[Update: Some commentary on the oral arguments that occurred today are available here. I've also linked to .pdf copies of court filings at the bottom of this story.]
On July 18, 2008 the Kansas City Health Department cited JC's Sports Bar, a northland billiards bar, and its bartender and night manager, Georgia Jean Carlson, for violating the new city ordinance banning indoor smoking. Carlson had been permitting her patrons to smoke, clearly displaying signs that read, “Non-smoking areas are unavailable.” If her conviction stands, she faces a $100 fine plus court costs.
That’s about all that the parties involved can agree upon.
At the heart of the complaint is an 1889 Missouri statute that says that cities can only pass ordinances that do not conflict with state law. Carlson’s attorney Jonathan Sternberg says this is “a basic principle of municipal law” that exists in all states.
By not exempting bars, Kansas City ran afoul of state law. In the appeal, Sternberg argues, “In Missouri, any municipal ordinance prohibiting something a state law expressly or implicitly permits conflicts with that state law and, therefore, is preempted and void. The State of Missouri’s indoor smoking law singles out and authorizes any licensed bar or billiard parlor to maintain no nonsmoking areas indoors, so long as signs warning that ‘Nonsmoking Areas are Unavailable’ are conspicuously posted.” Inasmuch as the ordinance conflicts with state law, it is invalid.
Kansas City disagrees. City prosecutor Lowell Gard argues in his response to the appeal that, “The language [of the law] does not grant a license to smoke in small bars. It just puts those bars outside the scope of the statute and leaves smoking in them unregulated.” Municipalities, he argues, are permitted to regulate further, a situation he says is contemplated by the legislature when it adopted statute reading, “A smoking area may be designated by persons having custody or control of public places, except places in which smoking is prohibited by the fire marshal or by any other law, ordinance or regulation” [emphasis added].

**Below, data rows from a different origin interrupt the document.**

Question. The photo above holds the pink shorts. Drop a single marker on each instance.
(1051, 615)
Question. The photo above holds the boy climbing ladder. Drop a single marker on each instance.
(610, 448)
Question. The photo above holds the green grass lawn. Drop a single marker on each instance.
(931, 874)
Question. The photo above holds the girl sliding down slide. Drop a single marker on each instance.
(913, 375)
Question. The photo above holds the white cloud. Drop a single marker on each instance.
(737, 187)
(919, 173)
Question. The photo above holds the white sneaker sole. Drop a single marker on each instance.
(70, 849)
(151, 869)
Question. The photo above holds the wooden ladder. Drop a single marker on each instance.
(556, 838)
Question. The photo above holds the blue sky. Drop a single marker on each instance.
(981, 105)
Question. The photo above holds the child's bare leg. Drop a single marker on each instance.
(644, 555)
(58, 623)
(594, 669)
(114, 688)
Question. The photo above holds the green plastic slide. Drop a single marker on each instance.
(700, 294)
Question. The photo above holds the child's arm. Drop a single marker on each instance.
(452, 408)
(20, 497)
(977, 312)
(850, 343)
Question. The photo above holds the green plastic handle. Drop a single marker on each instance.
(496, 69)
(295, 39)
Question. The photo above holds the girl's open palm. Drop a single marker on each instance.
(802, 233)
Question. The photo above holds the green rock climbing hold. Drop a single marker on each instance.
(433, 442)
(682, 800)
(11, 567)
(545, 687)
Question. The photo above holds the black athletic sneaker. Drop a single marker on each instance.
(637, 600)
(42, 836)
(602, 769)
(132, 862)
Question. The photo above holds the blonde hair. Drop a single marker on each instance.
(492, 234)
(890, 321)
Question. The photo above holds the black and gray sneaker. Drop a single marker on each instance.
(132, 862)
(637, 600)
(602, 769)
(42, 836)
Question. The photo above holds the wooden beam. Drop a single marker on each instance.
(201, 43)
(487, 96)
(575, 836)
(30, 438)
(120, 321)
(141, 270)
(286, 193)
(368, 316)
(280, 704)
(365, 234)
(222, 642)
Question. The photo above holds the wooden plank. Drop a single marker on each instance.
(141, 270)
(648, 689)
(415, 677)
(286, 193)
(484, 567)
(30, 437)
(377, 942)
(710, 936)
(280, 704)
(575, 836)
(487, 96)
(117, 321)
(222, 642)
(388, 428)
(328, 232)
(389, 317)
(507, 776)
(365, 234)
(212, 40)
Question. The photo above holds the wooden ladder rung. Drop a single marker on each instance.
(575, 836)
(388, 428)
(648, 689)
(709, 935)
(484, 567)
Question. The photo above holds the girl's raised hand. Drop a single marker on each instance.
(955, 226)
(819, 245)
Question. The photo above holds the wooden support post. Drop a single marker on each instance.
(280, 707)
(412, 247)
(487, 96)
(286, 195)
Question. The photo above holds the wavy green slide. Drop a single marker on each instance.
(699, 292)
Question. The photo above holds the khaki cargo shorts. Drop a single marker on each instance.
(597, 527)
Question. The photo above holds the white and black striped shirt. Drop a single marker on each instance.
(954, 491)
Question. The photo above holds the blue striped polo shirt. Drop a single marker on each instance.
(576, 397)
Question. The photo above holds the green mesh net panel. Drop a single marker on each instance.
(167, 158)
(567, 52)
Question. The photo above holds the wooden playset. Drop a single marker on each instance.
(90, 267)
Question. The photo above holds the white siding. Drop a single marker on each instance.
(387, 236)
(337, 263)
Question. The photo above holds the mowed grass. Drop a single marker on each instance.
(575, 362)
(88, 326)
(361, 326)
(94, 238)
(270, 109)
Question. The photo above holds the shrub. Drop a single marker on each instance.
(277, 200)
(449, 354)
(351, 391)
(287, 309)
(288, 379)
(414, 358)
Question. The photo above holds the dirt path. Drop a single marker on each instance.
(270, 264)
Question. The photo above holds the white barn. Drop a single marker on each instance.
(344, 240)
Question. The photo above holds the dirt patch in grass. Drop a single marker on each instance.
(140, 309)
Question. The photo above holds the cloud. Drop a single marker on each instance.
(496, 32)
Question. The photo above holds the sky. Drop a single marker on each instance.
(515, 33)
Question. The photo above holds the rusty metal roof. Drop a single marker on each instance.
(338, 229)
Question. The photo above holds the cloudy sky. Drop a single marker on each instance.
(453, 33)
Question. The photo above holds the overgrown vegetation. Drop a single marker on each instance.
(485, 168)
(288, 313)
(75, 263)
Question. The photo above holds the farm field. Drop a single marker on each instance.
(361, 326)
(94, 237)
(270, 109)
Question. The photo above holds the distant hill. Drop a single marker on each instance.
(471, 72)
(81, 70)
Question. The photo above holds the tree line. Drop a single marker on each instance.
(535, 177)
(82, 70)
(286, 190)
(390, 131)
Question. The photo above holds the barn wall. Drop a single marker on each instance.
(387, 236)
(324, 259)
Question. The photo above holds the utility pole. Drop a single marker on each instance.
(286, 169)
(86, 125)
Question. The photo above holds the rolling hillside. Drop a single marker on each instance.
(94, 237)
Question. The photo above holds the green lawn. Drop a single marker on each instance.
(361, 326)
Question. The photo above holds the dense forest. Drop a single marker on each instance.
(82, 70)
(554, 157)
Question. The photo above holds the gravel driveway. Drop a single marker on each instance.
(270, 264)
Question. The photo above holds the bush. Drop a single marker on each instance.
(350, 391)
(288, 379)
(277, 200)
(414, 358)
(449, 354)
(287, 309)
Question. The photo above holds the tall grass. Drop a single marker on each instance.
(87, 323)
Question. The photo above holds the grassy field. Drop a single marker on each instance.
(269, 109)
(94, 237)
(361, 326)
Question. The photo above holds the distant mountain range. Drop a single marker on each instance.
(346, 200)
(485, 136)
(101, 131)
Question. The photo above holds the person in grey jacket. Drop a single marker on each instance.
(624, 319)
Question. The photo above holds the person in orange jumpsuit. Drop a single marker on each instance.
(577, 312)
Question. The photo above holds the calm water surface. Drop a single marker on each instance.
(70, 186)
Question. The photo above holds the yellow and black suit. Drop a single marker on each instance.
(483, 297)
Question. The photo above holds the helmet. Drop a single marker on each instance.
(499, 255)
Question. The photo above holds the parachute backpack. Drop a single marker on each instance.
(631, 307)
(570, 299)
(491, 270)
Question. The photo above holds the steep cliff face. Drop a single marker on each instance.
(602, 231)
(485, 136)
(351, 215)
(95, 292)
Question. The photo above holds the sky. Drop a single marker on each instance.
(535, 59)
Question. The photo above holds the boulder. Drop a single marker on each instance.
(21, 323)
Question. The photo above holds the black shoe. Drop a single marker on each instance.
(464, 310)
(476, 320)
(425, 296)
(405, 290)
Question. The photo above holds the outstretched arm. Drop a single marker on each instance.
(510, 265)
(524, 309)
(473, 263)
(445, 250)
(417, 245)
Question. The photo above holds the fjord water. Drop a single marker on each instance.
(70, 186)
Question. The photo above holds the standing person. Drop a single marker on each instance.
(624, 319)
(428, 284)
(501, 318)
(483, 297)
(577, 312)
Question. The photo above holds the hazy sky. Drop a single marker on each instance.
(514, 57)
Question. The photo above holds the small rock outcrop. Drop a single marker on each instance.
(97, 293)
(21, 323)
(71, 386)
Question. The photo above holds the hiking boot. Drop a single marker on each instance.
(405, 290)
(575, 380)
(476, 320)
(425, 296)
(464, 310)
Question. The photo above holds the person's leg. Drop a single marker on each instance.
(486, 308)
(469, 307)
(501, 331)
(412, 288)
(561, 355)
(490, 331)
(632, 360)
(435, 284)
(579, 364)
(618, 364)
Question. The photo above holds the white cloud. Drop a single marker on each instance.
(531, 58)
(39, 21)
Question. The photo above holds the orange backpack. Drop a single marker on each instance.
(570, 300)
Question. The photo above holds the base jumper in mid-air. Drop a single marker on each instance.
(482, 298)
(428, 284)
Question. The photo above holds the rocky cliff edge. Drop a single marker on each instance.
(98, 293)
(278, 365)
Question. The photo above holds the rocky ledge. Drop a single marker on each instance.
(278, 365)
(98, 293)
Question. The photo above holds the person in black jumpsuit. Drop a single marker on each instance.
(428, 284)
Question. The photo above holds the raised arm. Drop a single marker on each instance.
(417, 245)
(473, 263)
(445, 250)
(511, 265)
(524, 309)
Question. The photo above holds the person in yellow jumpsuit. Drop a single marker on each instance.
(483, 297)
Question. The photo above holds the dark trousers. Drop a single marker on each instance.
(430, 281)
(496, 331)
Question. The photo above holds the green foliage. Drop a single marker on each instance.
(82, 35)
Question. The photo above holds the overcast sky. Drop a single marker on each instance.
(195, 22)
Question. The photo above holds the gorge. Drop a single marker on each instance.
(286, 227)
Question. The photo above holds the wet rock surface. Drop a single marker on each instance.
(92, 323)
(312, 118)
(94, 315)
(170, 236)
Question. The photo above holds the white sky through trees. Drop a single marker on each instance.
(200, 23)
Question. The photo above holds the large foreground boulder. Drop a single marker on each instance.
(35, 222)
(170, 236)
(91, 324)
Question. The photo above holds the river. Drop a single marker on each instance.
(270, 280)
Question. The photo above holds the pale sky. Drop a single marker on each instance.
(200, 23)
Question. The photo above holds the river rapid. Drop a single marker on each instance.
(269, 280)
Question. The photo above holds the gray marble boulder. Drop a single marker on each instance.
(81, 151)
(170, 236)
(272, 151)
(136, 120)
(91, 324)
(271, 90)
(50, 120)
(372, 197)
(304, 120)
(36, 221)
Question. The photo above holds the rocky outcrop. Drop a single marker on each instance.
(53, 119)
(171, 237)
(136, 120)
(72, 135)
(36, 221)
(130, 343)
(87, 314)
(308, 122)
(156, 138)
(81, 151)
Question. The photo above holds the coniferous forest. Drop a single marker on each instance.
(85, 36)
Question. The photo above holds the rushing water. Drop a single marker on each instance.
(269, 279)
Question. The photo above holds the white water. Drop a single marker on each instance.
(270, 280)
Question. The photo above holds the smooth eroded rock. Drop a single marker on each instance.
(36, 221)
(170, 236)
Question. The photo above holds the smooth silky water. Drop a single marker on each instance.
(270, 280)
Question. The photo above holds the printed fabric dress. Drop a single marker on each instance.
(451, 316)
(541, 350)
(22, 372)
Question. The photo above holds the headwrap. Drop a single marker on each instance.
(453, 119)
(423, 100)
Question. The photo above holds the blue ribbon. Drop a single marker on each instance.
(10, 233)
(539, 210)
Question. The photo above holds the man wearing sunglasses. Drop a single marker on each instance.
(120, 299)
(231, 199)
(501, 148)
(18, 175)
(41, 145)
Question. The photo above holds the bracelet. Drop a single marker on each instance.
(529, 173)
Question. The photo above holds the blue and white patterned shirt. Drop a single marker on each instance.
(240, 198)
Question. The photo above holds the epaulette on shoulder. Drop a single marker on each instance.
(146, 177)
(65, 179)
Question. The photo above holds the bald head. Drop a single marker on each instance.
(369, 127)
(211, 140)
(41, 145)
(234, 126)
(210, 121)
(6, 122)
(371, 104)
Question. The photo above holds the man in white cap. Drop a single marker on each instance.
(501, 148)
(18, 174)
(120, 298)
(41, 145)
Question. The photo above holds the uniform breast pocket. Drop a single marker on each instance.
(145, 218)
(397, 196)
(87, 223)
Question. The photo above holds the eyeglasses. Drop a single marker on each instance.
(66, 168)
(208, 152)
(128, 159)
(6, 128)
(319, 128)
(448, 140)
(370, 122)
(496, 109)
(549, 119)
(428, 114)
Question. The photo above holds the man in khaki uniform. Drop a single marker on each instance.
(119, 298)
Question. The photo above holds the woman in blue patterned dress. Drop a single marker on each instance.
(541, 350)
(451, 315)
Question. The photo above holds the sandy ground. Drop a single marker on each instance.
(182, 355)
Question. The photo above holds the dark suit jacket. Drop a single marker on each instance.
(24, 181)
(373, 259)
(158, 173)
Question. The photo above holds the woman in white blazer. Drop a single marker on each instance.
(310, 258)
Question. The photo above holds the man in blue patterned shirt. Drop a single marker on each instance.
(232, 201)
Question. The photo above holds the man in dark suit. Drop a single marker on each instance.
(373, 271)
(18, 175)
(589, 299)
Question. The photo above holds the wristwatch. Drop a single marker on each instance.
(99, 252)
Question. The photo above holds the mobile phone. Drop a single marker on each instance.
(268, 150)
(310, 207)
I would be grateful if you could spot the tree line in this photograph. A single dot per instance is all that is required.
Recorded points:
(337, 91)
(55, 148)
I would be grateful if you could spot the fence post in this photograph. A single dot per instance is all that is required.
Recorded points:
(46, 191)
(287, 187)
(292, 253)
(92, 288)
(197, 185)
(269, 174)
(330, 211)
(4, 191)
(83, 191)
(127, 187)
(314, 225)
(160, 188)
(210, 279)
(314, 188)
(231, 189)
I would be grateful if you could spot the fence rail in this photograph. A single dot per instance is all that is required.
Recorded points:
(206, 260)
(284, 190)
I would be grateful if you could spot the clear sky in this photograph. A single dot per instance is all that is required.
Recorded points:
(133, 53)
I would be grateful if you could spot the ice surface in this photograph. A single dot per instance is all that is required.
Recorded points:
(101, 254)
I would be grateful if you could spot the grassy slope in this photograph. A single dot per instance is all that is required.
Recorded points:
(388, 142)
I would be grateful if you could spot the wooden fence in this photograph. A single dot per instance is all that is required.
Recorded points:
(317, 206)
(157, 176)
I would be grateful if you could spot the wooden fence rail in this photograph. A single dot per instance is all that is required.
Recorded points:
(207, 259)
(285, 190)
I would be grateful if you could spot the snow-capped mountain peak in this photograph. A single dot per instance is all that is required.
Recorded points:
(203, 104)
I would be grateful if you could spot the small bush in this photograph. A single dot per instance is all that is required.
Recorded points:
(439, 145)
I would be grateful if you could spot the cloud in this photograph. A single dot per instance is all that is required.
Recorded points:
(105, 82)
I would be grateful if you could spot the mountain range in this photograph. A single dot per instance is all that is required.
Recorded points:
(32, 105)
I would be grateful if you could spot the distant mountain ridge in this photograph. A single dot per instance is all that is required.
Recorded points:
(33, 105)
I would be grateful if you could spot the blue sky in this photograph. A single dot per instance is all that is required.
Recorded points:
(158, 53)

Sternberg counters that in 1996 a Missouri State Senator asked then-Attorney General Jay Nixon whether the state’s Indoor Clean Air Act “preempt[s] more stringent regulation of smoking by fourth class cities.” Nixon replied that while the Act does not expressly preempt all more stringent regulation of indoor smoking by local governments, any local ordinance regulating indoor smoking still “must not attempt to permit what [the ICAA] prohibits or prohibit what [the ICAA] permits.”
Sternberg points out that every Missouri city that has considered a smoking ban since Kansas City’s ordinance has been sure to include these state mandated exemptions. He further asserts that if the Kansas City ordinance is thrown out by the Appeals or Supreme Court, it will nullify similar ordinances in Ballwin, Chillicothe, Columbia, Independence, Kirksville, Lee’s Summit, Nixa and North Kansas City—all because they did not draft their ordinance in concert with Missouri law.
This round of wrangling is not the same as Sternberg’s previous civil suit to have the ordinance declared invalid—an effort the plaintiff bar owners gave up in December. This time around, Sternberg is representing a defendant in a criminal prosecution. In criminal cases, says Sternberg, the courts are much more eager to make sure that authorities have not violated any laws or infringed upon any rights. “So far,” he says, “the court of appeals has been taking us very seriously. They have permitted us a full-airing of our case, including allowing General Cigar Holdings, Inc. of Richmond, Virginia, to file an amicus brief on our behalf.”